Imagine the sense of hope in the heart of his parents. The couple was infertile, and there were no fertility drugs or doctors specializing in the field. But the Lord came to them and gave them good news: they were going to have a son. You can sense their elation as the account unfolds in Judges 13. And this was not to be any ordinary son. God would use this child to begin to deliver Israel from Philistine oppression.
Hope, promise, excitement.
One must wonder when Samson’s parents began to have nagging concerns about the direction their son was headed. Any nagging concerns were brought out into the open as chapter 14 begins. What Samson sees, what Samson wants, Samson insists on having. Passion…ruling over reason…trumping righteousness…ignoring God’s will…dashing hopes…destroying promise. In that regard, he reflects the spirit of the age in which “everyone did what was right in his own eyes.”
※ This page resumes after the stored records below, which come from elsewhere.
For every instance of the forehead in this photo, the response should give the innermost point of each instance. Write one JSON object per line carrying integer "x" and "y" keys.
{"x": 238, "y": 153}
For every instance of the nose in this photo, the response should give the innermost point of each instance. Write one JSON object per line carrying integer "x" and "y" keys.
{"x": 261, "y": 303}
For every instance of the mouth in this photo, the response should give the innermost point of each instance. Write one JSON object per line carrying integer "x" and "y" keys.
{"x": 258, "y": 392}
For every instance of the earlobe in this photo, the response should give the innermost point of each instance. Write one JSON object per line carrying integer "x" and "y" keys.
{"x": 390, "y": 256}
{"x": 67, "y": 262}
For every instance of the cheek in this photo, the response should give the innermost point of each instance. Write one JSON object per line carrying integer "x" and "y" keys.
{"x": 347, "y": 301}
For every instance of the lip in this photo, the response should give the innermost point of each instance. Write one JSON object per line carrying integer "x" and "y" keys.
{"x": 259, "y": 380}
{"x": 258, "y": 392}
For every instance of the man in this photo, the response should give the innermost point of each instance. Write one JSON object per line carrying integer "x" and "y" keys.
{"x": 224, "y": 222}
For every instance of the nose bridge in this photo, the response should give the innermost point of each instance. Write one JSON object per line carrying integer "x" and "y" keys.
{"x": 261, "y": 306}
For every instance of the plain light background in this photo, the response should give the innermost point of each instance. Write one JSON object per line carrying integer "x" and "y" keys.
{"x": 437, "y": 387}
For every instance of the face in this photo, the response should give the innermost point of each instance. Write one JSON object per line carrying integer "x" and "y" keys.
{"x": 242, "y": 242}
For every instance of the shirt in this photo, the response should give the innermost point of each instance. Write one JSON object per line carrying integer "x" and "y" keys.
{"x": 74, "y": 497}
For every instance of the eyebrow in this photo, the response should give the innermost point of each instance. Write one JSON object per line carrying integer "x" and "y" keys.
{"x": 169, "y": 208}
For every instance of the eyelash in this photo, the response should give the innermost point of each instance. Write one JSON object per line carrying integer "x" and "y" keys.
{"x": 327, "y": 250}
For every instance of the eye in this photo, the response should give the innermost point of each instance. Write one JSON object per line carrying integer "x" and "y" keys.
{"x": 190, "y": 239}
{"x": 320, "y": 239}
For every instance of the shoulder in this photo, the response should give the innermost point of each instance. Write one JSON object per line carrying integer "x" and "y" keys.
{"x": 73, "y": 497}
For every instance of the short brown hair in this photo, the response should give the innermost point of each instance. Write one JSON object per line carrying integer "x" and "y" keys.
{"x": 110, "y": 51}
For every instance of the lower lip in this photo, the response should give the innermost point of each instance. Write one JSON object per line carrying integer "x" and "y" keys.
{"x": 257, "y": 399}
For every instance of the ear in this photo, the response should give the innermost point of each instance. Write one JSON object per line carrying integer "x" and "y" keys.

Oh yes, the Lord can use the defiant pursuit of passion to accomplish His objectives. The mystery in how that works goes all the way back to before creation. But the mystery doesn’t excuse or justify the sinful choices, nor does it ease the pain in the hearts of those crushed in one’s passionate pursuits.
Samson’s life and eventual death remind us that passion must be checked by God’s will revealed in His Word. Our sin nature drives us to want what God forbids; the Christian’s new nature drives us to want what God desires.
Will we be like Samson, defiantly insisting on fulfilling forbidden passions?